As is required of such movies, The Galaxy Invader is animated by a completely ridiculous script and embarrassingly inept acting. The special effects are amateurish, the production values are abysmal, and the fight sequences are perhaps the worst ever filmed. I doubt if anyone could strike slower blows than those seen here. The galaxy invader himself is especially dreadful. He is, in fact, a man dressed in a green rubber body suit, big rubber lizard feet, and a green rubber skull mask. Over this costume he wears suspenders and a big black belt, but no pants.
Strangely, these various utterly atrocious elements with which Dohler's film is filled not only add to its charm but, taken together, actually build upon one another and ready the viewer for the movie's wonderfully laughable conclusion.
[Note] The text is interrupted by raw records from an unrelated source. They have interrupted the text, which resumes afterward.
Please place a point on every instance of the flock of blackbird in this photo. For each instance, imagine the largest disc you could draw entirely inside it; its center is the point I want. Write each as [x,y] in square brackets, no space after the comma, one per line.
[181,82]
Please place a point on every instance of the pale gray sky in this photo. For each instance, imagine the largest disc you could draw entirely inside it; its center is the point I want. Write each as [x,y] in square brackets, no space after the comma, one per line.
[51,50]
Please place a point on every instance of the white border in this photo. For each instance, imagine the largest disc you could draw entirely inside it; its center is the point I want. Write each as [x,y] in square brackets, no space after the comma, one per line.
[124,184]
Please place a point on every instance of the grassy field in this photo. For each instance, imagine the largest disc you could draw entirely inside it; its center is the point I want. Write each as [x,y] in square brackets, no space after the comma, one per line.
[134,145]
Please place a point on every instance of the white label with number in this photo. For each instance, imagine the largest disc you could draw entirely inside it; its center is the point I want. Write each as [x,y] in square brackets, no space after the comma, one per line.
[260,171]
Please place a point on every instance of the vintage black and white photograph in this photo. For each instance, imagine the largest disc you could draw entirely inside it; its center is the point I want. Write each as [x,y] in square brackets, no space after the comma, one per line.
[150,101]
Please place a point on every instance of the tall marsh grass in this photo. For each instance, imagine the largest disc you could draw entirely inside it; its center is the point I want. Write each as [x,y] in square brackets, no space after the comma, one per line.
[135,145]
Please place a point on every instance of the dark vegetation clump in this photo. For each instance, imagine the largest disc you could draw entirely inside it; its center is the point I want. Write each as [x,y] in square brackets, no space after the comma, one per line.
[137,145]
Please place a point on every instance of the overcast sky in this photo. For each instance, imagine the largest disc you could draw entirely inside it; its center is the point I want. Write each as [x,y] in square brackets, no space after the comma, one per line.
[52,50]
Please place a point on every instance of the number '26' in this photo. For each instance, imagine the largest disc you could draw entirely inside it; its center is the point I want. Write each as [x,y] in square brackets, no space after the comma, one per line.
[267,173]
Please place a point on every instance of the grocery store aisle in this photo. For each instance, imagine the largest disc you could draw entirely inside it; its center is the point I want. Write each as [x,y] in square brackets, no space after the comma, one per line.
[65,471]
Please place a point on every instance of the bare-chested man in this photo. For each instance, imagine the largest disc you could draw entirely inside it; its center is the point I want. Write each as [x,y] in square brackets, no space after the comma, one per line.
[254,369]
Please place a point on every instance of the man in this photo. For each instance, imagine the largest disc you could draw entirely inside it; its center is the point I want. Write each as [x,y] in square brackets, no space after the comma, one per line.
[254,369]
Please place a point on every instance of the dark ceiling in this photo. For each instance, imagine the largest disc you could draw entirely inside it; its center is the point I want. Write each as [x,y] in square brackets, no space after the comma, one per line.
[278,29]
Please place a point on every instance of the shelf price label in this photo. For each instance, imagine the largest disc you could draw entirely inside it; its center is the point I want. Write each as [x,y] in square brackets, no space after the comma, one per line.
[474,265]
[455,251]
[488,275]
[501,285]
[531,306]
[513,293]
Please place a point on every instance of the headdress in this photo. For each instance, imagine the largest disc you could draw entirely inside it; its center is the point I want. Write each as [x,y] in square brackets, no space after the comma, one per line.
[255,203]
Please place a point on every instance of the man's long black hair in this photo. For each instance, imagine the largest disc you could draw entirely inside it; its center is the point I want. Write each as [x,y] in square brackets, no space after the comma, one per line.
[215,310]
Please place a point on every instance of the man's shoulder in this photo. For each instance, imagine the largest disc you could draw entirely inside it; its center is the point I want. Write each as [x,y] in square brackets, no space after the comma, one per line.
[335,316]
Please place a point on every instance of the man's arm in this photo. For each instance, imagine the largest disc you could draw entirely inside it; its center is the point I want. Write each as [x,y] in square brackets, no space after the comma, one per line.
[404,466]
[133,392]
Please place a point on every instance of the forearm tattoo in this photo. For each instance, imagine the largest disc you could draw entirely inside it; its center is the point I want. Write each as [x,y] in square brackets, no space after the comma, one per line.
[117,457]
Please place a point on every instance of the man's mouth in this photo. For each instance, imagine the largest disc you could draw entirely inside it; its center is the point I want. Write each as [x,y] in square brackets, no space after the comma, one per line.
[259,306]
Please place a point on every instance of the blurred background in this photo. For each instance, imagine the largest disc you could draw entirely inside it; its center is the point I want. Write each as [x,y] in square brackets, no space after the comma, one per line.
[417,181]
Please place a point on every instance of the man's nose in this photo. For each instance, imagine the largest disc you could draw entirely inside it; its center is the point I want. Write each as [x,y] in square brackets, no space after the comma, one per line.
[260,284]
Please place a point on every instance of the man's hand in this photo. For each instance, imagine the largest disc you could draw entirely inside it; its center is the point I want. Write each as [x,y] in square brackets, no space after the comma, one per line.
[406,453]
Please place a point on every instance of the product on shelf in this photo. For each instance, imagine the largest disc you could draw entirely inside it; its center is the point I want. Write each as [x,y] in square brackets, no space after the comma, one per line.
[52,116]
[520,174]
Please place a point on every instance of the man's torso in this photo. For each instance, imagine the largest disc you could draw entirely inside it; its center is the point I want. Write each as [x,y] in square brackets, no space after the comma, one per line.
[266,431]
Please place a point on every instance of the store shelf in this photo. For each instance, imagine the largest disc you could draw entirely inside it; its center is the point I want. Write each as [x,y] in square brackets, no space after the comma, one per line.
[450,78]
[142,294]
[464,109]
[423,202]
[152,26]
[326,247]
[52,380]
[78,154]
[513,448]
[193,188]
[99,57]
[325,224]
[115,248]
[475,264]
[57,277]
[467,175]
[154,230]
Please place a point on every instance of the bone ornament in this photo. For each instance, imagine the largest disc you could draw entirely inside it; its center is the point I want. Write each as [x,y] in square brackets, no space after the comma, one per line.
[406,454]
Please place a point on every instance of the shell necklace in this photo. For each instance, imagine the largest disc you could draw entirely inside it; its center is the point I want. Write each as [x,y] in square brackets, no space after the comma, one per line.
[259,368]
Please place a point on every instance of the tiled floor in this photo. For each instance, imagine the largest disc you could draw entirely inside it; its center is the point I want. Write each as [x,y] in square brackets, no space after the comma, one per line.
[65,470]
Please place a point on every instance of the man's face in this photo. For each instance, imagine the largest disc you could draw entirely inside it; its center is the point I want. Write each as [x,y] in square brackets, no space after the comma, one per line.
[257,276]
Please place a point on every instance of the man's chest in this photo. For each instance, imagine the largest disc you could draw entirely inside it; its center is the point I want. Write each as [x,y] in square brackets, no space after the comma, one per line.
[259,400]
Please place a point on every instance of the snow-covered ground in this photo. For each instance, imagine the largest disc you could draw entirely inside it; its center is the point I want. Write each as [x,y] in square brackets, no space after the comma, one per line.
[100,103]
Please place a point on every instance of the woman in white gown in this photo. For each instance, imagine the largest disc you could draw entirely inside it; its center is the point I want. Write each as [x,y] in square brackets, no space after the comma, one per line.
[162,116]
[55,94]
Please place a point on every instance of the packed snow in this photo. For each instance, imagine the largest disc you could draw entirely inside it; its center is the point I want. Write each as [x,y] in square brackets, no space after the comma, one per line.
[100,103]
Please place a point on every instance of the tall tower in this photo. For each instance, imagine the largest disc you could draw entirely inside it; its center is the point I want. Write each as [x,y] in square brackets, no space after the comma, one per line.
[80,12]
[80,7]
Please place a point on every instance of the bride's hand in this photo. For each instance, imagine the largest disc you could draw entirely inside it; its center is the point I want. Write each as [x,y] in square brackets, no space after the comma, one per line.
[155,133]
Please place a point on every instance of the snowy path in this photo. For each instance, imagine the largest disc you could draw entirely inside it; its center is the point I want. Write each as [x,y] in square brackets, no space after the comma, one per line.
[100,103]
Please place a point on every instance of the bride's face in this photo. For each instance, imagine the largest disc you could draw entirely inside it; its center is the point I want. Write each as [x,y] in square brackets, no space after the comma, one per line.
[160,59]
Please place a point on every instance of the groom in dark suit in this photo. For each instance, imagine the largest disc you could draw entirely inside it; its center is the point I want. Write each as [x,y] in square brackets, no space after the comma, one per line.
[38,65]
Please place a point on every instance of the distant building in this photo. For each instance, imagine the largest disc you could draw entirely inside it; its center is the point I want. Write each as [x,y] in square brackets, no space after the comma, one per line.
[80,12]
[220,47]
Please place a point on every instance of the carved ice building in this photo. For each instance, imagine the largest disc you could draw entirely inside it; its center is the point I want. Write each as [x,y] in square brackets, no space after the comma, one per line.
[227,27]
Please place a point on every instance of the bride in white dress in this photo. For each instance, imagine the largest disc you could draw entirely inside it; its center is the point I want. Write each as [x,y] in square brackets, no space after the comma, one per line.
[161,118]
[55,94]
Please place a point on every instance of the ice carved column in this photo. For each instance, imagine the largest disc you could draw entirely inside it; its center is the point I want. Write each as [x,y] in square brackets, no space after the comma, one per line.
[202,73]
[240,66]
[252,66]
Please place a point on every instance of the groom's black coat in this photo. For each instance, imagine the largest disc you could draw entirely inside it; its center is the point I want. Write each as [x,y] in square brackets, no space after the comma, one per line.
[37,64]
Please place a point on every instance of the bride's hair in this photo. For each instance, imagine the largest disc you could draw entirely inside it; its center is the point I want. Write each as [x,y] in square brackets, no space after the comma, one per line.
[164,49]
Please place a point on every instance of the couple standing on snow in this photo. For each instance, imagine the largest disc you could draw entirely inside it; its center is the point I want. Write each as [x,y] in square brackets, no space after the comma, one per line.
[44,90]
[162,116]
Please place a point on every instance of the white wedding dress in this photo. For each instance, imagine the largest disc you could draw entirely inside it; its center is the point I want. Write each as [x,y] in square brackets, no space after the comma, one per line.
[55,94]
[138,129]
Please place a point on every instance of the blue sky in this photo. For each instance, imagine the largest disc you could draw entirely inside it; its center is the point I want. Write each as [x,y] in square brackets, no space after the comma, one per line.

During this final confrontation between the movie's heroes and villains, which contains some of The Galaxy Invader's most absurd moments, Joe's wife strikes her husband on the back of his head with a shotgun and knocks him over a cliff to his death. As she swings the gun towards its target, however, the movement of the weapon gets noticeably slower. If the viewer is in any doubt about this deceleration, that doubt is removed when the director shows the blow again. Then, when the unfortunate hillbilly is knocked, or rather tossed, over the cliff after having been pummeled by his wife, the viewer cannot help but notice that the figure hurtling through the air is a rag doll, whose unarticulated limbs flail wildly in every direction. Again, if the viewer is in any doubt about what he saw, the director removes that doubt by showing Joe's plummet to his death a second time. The whole scene really is so poorly made it is genuinely delightful.
The Galaxy Invader is a bad movie, but its very badness, along with the weirdness of a gang of yokels hunting a man in a rubber suit through a forest, make it fairly entertaining.